FedDetox: Robust Federated SLM Alignment via On-Device Data Sanitization

Published 8 Apr 2026 in cs.CR and cs.LG | (2604.06833v1)

Abstract: As high quality public data becomes scarce, Federated Learning (FL) provides a vital pathway to leverage valuable private user data while preserving privacy. However, real-world client data often contains toxic or unsafe information. This leads to a critical issue we define as unintended data poisoning, which can severely damage the safety alignment of global models during federated alignment. To address this, we propose FedDetox, a robust framework tailored for Small LLMs (SLMs) on resource-constrained edge devices. We first employ knowledge distillation to transfer sophisticated safety alignment capabilities from large scale safety aligned teacher models into light weight student classifiers suitable for resource constrained edge devices. Specifically, during federated learning for human preference alignment, the edge client identifies unsafe samples at the source and replaces them with refusal templates, effectively transforming potential poisons into positive safety signals. Experiments demonstrate that our approach preserves model safety at a level comparable to centralized baselines without compromising general utility.

Abstract PDF Upgrade to Chat

Authors (4)

Summary

The paper introduces an innovative on-device data sanitization framework using knowledge distillation to combat unintended data poisoning in federated SLM alignment.
It leverages a two-step method combining teacher-student distillation and refusal template replacement to robustly filter toxic samples while preserving model utility.
Empirical results demonstrate significant safety improvements with restored attack success rates and maintained performance on benchmarks like TruthfulQA and GSM8K.

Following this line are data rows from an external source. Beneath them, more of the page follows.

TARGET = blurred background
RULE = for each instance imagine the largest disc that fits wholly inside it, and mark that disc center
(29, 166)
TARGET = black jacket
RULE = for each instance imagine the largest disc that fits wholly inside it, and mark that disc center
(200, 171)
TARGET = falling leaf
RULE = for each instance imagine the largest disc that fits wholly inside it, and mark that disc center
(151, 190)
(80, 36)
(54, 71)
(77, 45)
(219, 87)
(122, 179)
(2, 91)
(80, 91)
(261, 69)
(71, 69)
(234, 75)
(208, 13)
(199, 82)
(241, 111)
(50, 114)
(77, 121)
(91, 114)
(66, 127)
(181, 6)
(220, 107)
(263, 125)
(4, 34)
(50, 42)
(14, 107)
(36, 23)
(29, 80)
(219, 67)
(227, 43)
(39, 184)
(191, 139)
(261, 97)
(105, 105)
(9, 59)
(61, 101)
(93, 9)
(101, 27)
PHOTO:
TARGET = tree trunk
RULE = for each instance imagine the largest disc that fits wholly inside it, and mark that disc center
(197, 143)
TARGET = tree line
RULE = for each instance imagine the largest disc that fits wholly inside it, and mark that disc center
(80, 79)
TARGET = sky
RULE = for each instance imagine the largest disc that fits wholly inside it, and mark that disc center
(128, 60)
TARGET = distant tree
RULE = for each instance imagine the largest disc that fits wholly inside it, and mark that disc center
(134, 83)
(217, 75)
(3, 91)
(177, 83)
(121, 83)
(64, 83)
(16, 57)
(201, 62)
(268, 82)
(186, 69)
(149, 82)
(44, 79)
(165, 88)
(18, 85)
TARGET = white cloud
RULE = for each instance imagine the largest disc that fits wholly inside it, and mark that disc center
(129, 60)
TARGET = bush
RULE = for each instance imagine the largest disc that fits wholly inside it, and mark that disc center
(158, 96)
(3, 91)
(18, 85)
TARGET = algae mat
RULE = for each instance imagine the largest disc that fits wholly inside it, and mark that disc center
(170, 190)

FedDetox: Robust Federated SLM Alignment via On-Device Data Sanitization

Motivation and Problem Definition

The incessant demand for high-quality data for LLMs has led to the exhaustion of open data sources, driving increased reliance on Federated Learning (FL) to access decentralized, private user data. However, FL introduces complex safety challenges due to the heterogeneity and intrinsic noisiness of real-world client datasets, which may contain toxic or unsafe content arising not from malicious intent but from organic user interactions. The paper rigorously formulates the risk of unintended data poisoning—a phenomenon where benign clients unknowingly propagate unsafe samples during federated preference alignment—resulting in catastrophic degradation of global model safety.

Figure 1: An illustrative example of unintended data poisoning, where daily emails containing sensitive emotions act as toxic samples during federated alignment.

The threat model distinguishes unintended poisoning from classical Byzantine and backdoor attacks. Unaware clients fine-tune SLMs on mixtures of benign and toxic data, with unsanitized gradients propagating to the server and eroding safety guardrails (RLHF-aligned refusal behaviors). Unlike centralized training—where input data is sanitized via server-side safety filters—federated settings decentralize data without any direct visibility or central filtering, exacerbating vulnerability.

Figure 2: Unintended data poisoning in federated alignment: Centralized settings sanitize raw data, while federated settings allow toxic data to propagate through unaware clients, causing catastrophic safety degradation.

Methodology: Knowledge Distillation and On-Device Sanitization

The cornerstone of FedDetox is efficient on-device data sanitization tailored for resource-constrained Small LLMs (SLMs). The framework consists of two primary stages:

Knowledge Distillation Pipeline: Safety knowledge from a large teacher model (Llama Guard 3-8B) is transferred via KD to a compact student classifier (MobileBERT), generating lightweight "Guardians" suitable for edge devices. The distillation minimizes a joint loss function combining KL divergence (to align soft teacher logits) and cross-entropy (against hard labels), ensuring the student retains nuanced safety boundaries.
Figure 3: Knowledge distillation pipeline for Guardian: Student model learns safety boundaries on a mixed benign/toxic dataset by optimizing a joint loss over teacher logits and hard labels.
Federated Direct Preference Optimization (FedDPO) with Refusal Template Replacement: During federated fine-tuning, each client locally deploys the Guardian. Detected toxic samples are not simply discarded; they are transformed into preference pairs, explicitly favoring refusal templates over the original toxic responses. This direct negative supervision aligns the SLM’s policy to robustly refuse unsafe outputs, rather than merely avoiding exposure to toxicity—mitigating "knowledge voids" that naive filtering creates.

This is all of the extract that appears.